Students on the Silicon Valley Program must submit their resume in the approved SVP format. You will find a MS Word version of this format in the link below. The reason for this mandate is simple: by requiring all resumes to comply to the same format, employers reading the book can concentrate on the substance of your resume, not the form. When submitting your resume to employers, you may use whatever version you wish, however it is up to you to make sure that the version you send is completely free from errors, and is consistent with what you submit to the SVP.
The Silicon Valley Program produces a resume book featuring all of the students on the program each semester. In this way, prospective employers can get to know each of you. On occasion, an employer has contacted a student directly through this process. A consistent look in this resume book sends a polished message to those reading the book.
Before submitting your resume to the SVP director for comment, you should:
Format your resume in the approved format
- Approved Format, MS Word Version
- Resume Tips & Tricks
- Read and understand "b." above. This is a document that explains the intricacies of the format in "a."
- Carefully edit your bullet points to highlight your accomplishments at each element on your resume
- Submit your resume to a resume consultant in the Office of Career Services for further comment
- Make sure that any tech-related experiences shine through
- Carefully edit your resume one last time.

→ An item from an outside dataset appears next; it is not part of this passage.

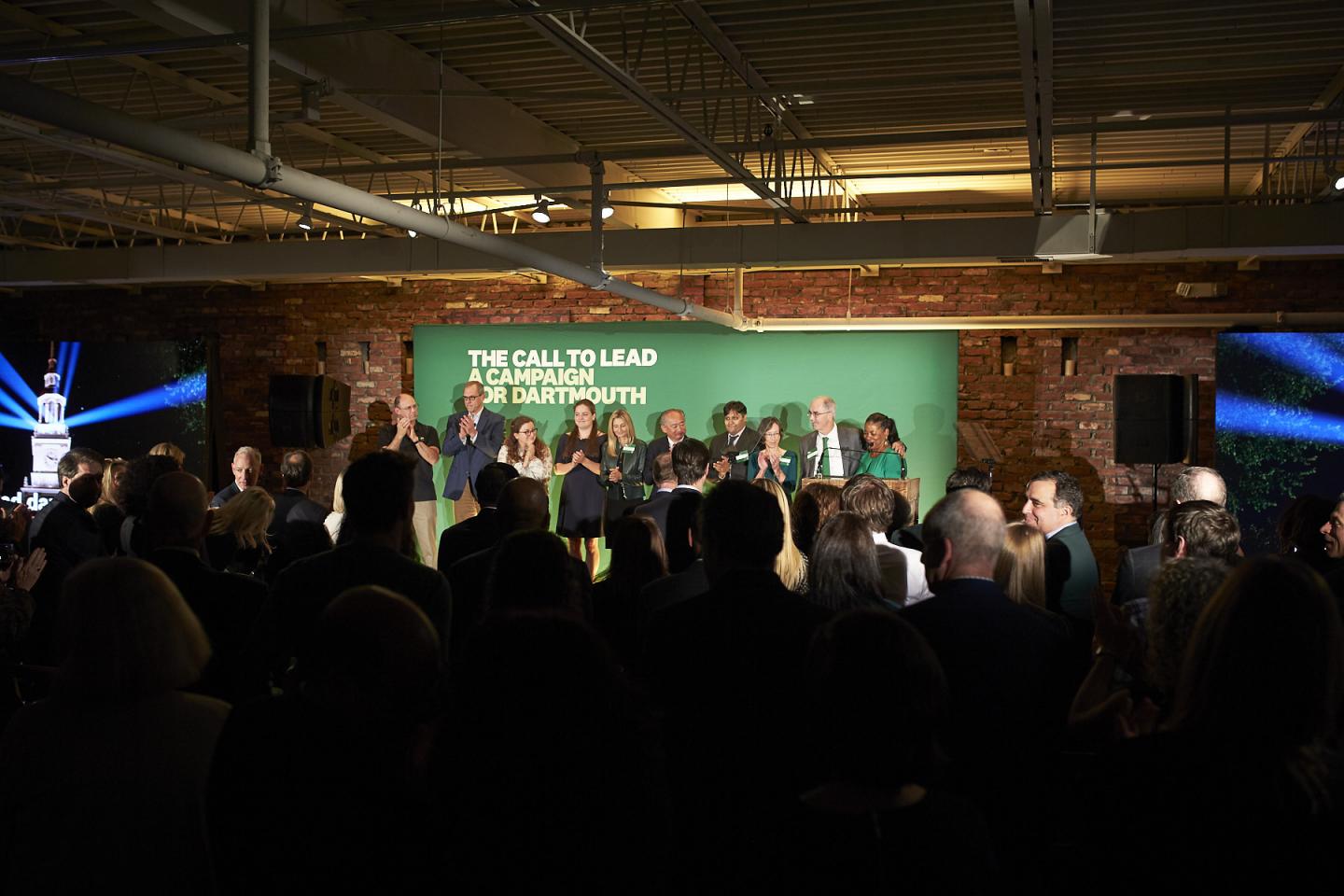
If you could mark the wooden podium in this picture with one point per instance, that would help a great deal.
(909, 489)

- Laszlo Bock PO’92 on Effective Resumes:
Another great source is Mr. Laszlo Bock, VP for People Operations at a little company called Google. Laszlo and his team probably sees 100k resumes per year, so has a good handle on what constitutes an effective resume. He recently wrote a blog post on the topic that can be found here: https://www.linkedin.com/pulse/article/20140929001534-24454816-my-personal-formula-for-a-better-resume. This entire article is a good (quick!) read. He shows multiple examples of what makes an effective resume bullet point, demonstrating “good,” “better,” and “best” in a few areas. The transitions from “good” to “best” are illuminating. Spend some time thinking about this as you work on your SVP resume.